Mariners reliever Robbie Ray allowed a fastball to catch too much of the plate, and Alvarez launched a breathtaking, game-winning home run for an 8-7 victory in Game 1 of the best-of-five American League Division Series.
He flung his bat toward the Astros dugout as he made his way around the bases as his teammates leaped the railing in a wild celebration.
This was a game the Astros weren’t supposed to win, and if. you allowed yourself to look down the hallway and around a corner, you’d see that the Seattle ace, Luis Castillo, was lined up to pitch Game 2 on Thursday.

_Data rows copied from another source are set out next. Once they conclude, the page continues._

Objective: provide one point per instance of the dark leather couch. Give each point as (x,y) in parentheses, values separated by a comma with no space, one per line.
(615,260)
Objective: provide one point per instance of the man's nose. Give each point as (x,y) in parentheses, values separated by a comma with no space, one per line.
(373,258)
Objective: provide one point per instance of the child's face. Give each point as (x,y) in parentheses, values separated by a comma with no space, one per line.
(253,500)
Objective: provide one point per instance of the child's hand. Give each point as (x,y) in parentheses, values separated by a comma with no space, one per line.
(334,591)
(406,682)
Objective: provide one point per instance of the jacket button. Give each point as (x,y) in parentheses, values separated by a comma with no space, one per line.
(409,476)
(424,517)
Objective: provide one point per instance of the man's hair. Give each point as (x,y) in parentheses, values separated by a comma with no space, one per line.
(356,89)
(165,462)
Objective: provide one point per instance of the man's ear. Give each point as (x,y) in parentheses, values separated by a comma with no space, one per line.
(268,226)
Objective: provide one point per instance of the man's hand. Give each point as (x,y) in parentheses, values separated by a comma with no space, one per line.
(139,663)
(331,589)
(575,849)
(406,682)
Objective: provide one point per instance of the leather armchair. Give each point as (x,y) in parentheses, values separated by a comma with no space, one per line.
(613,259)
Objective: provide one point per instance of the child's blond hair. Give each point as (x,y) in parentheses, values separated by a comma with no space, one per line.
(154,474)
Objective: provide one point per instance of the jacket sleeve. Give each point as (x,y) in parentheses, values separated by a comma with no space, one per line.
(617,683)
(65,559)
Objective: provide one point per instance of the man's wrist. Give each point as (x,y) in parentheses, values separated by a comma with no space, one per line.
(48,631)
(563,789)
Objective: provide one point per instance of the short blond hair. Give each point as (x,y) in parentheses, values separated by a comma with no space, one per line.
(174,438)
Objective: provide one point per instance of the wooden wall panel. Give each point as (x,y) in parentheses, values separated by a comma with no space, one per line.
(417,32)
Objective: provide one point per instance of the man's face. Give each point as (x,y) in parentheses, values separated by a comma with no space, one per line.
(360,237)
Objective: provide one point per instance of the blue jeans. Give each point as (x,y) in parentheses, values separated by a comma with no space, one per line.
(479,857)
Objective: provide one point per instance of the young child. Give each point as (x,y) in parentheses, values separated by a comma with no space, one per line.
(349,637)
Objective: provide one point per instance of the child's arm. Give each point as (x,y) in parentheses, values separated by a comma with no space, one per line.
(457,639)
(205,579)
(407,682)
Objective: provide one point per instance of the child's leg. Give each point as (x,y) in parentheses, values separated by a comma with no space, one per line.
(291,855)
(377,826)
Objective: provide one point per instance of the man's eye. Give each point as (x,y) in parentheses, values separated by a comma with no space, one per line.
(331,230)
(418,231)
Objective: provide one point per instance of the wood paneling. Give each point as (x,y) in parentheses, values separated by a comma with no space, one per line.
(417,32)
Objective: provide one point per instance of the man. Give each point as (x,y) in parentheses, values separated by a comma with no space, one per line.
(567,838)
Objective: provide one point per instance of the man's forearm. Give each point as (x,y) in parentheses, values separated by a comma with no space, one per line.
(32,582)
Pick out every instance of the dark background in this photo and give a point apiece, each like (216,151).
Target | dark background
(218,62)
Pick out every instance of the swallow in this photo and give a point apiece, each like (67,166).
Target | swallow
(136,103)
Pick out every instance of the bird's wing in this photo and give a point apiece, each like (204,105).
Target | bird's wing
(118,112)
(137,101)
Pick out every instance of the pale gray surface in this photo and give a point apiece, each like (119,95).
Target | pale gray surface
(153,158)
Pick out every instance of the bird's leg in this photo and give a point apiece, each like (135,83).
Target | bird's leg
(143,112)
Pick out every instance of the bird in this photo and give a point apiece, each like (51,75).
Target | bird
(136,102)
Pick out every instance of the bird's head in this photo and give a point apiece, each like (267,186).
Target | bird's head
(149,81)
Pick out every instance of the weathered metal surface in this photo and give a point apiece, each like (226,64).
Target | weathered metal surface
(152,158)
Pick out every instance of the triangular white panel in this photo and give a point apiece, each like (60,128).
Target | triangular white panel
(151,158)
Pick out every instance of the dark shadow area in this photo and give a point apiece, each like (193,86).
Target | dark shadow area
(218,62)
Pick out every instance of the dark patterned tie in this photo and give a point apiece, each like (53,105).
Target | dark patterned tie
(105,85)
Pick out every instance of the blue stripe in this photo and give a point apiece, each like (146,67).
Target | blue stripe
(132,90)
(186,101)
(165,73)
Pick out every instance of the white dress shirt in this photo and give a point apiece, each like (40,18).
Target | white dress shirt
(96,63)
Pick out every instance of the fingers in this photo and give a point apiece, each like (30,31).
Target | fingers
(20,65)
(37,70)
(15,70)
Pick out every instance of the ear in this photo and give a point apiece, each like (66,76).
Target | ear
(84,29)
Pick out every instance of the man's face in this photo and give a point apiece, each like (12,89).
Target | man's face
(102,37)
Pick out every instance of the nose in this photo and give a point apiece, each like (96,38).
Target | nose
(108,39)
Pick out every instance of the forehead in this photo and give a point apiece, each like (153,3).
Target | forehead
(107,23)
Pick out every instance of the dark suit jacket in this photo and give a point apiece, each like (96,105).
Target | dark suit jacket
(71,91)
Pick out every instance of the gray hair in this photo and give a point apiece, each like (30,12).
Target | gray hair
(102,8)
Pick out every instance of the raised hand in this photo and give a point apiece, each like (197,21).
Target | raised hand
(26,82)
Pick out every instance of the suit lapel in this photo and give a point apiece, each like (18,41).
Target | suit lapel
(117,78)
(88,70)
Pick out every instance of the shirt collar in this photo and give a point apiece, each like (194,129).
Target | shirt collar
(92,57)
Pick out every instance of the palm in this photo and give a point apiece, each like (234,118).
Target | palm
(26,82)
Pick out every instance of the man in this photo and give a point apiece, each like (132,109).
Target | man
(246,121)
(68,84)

And then Alex Bregman’s two-run home run in the bottom of the eighth had gotten them within two runs, setting up what happened in the ninth.
Alvarez immediately joined the list of memorable Astros postseason homers: those by Marwin Gonzalez, Jose Altuve, Chris Burke, and others.
He’d delivered the first walk-off home run in postseason history for a team trailing by multiple runs, and it was just the second walk-off postseason homer by a team down to its final out. (Kirk Gibson had the other in Game 1 of the 1988 World Series.)
“Well, I just went nuts,” Bregman said. “I lost my voice, honestly, out there. I was screaming. I wanted to go give him a hug like right after he hit it but he still had to go run the bases. The place was on fire tonight. The fans were unbelievable. It was so awesome to have a packed house here. The energy was flowing. We felt it.”
For most of Game 1, it was a matter of grinding along, squeezing out a run here, another there. Cutting off a Seattle rally here, another there.
“It’s like a heavyweight fight,” Mariners manager Scott Servais said. “You’re going to get punched. It’s how you respond in those moments, and that’s a tough one. Today I thought we had it in hand. You got to give them credit. Certainly they have been in this spot many times before and you don’t quit.”
Dusty Baker managed this one beautifully. He used every position player on his roster to keep his team in the game. He also used four relievers after Justin Verlander was kicked around for six runs in four innings.
In 32 previous postseason appearances, Verlander had allowed that many runs just once, way back in 2006.
The thing that made this one so sweet was how the Astros had to keep coming back. Alvarez doubled in two runs in the third to get the Astros within two at 4-2.
The Mariners promptly scored two more in the top of the fourth to make it 6-2. When Eugenio Suarez homered in the top of the seventh to make it 7-3, it seemed like a killer blow against a Seattle team with a bullpen that had been lights out the last two months of the season.
Only it wasn’t. Bregman’s two-run homer off Andres Munoz had the Astros at 7-5 entering the ninth. Munoz hadn’t allowed a home run since June 10. The Astros rally began in the ninth when Seattle closer Paul Sewald hit pinch hitter David Hensley with a pitch. Altuve struck out, but Jeremy Pena single to put the tying runs on base.
“I would hate not to point out the two huge at-bats right before (Alvarez),” Bregman said. “Hensley, (the) guy got here in September, not scared, goes up there against one of the better relievers in all of baseball and puts together a great at-bat. And then Peña, as well. Gets down in the count 1-2, laces a slider up the middle to give Yordan that opportunity. It’s what this team does in the postseason. We try and pass the torch to the next guy and fortunate enough we did that today.”
Servais went for one of his starters, Ray, to get the final out. Instead, Alvarez walloped a fastball 438 feet into the upper deck in right field, setting off a wild celebration. At 116.7 mph off the bat, it was the hardest-hit home run of his career.
The Astros have been here before and done this kind of thing before. But to all those players and coaches dancing around home plate mobbing Alvarez, it looked like the first time. That’s the heart of a champion. Which is what these Astros have proven over and over they have.
“They know that we’re a team that never gives up,” Alvarez said when asked about the Mariners. “So just being able to get that hit right there was one of the most special moments of my career.”